2019年5月26日(日) 09:00 〜 10:30 A09 (東京ベイ幕張ホール)

コンビーナ:小西 健介(台湾中央研究院地球科学研究所)、片山 郁夫(広島大学大学院理学研究科地球惑星システム学専攻)、芳野 極(岡山大学惑星物質研究所)、Alexandre Schubnel(CNRS)、座長:Kensuke Konishi(Institute of Earth Sciences)

Most tomographic studies have been focused upon drawing maps of seismic velocity (SV) structures based on seismic data, with the ultimate goal of learning more about the structure and the composition of the mantle. Another key physical property that is accessible from seismic data is seismic attenuation (SA). Due to complications in isolating its intrinsic causes - e.g. local physical changes - and its extrinsic contributions - mainly scattering and other wave-propagation effects - SA has been underutilized. Yet, advances in waveform inversion have in association with recent enhancements of data permitted for a finer, more comprehensive determination of SA, opening the way to structural interpretations.
Difficulties in classifying and modelling the possible causes of intrinsic SA - e.g. temperature, melt, volatiles, and grain size - have also been raised. Increasingly, theoretical and experimental mineral physics have come to document the relationship between the behavior of SA and an assortment of other phenomena - most particularly, partial melt. These results can subsequently be used interpret seismological observations.
Seismic attenuation is critically implicated in structure, composition, and in fine mantle dynamics at the local, regional, and global scales. It may be used to constrain the existence of water in the transition zone; the presence of melt in various regions - for instance around subduction zones; and in the temperature field of the deep mantle - which would, in turn, help to resolve the chemical contribution to SV observed in this region.
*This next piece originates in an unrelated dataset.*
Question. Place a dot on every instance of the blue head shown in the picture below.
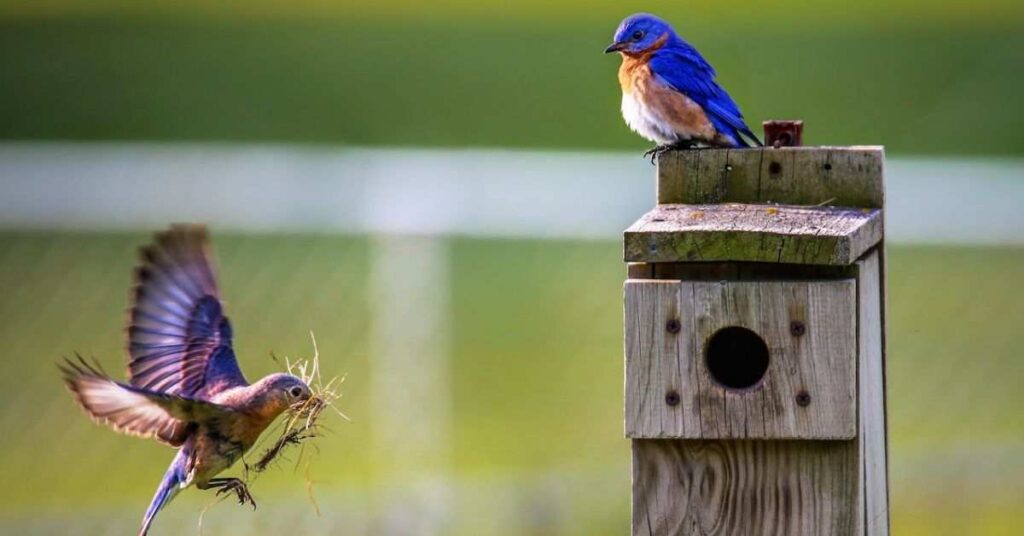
(639, 33)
In this session, we would like to discuss aspects of mantle attenuation, with the aim of sharing the current state of all relevant fields of study. We welcome contributions from different fields - in particular, from seismology, mineral physics, and geodynamics, as these may advance our mutual comprehension of SA and its implications; and lay the groundwork for future research and applications thereof.